Belgique

Cela fait quelques années déjà qu’il étend ses longues ailes sur le terrain qui lui a été attribué, pile-poil devant son adresse actuelle. Entre le gros œuvre fermé et l’inauguration, il y a toujours beaucoup à faire : installation des conduits divers (eau, gaz, électricité…) et des techniques spéciales (chauffage, air conditionné, ascenseurs…), aménagements intérieurs et finitions. Quand le bâtiment en question abrite quelque 200 000 m², plus 50 000 m² dans un centre sportif et dans diverses annexes, cela peut prendre des mois. Et quand il s’agit du QG de l’Otan, hautement sécurisé, il faut en ajouter quelques-uns de plus.

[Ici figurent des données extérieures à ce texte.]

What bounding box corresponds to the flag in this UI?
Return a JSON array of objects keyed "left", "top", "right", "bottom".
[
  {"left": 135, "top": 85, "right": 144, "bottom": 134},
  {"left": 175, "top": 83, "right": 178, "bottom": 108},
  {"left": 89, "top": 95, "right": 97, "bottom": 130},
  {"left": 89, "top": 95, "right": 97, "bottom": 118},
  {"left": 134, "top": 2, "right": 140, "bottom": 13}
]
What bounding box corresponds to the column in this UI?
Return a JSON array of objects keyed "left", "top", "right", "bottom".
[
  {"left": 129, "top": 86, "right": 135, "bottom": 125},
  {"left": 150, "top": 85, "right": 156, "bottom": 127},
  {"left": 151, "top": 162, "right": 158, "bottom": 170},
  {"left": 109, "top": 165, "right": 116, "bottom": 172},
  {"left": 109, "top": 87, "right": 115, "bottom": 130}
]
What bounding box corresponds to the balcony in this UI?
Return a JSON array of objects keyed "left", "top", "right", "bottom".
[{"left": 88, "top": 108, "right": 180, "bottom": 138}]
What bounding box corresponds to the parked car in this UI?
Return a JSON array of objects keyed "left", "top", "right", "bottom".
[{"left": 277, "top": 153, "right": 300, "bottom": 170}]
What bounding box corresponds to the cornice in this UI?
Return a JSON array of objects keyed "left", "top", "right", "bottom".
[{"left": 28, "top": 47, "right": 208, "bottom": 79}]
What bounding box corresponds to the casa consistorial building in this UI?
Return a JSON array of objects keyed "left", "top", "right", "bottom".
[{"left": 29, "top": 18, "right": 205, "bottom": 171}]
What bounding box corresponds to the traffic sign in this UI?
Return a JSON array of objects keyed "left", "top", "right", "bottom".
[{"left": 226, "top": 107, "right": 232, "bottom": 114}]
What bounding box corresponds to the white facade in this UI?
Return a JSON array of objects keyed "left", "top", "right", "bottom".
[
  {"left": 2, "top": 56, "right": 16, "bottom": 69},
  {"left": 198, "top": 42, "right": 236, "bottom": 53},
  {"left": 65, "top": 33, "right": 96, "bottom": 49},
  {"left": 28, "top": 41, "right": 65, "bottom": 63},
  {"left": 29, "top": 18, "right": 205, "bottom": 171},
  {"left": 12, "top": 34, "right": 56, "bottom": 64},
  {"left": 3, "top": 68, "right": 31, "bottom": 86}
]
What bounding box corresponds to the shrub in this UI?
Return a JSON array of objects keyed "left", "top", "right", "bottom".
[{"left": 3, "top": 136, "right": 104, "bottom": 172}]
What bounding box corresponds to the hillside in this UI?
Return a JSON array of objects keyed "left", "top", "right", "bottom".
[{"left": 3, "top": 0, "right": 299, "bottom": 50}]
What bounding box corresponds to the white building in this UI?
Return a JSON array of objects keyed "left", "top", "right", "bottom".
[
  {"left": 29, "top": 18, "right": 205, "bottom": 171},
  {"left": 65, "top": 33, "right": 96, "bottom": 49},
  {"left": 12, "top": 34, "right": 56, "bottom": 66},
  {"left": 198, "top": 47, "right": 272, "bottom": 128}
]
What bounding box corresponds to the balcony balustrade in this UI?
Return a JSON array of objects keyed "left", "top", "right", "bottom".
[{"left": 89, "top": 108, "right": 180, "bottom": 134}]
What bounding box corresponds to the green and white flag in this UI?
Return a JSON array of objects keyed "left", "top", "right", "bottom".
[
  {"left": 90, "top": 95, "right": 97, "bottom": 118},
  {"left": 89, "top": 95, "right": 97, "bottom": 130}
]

Si l’on regarde l’album de cet immeuble - album qui, à dire vrai, n’existera jamais puisque aucune photo n’a pu être prise pour illustrer sa construction -, on peut dire que tout commence en 1999, quand l’Otan annonce sa décision de s’offrir un nouveau siège.

Les choses se mettent alors en route sur deux voies parallèles. D’une part, l’attribution d’un terrain, qui aboutit en 2002 quand la défense nationale belge lui cède sous bail emphytéotique un terrain de 40 hectares en face de son implantation actuelle. D’autre part, le lancement d’un concours international d’architecture qui couronne, en janvier 2003, le bureau belge Assar, associé pour l’occasion à la prestigieuse agence américaine SOM et au bureau d’ingénierie bruxellois VK Engineering.

Le complexe qu’ils ont dessiné est à la fois ouvert et fermé. Ouvert parce que composé d’un énorme atrium-agora central d’où s’échappent huit ailes lumineuses aux toitures arrondies, plus quelques volumes de plus petite taille s’insérant entre elles. Fermé parce que les 4 500 hôtes fixes de ce bâtiment et les centaines d’hôtes occasionnels devront passer par la seule et unique entrée. Et donc se côtoyer, se saluer.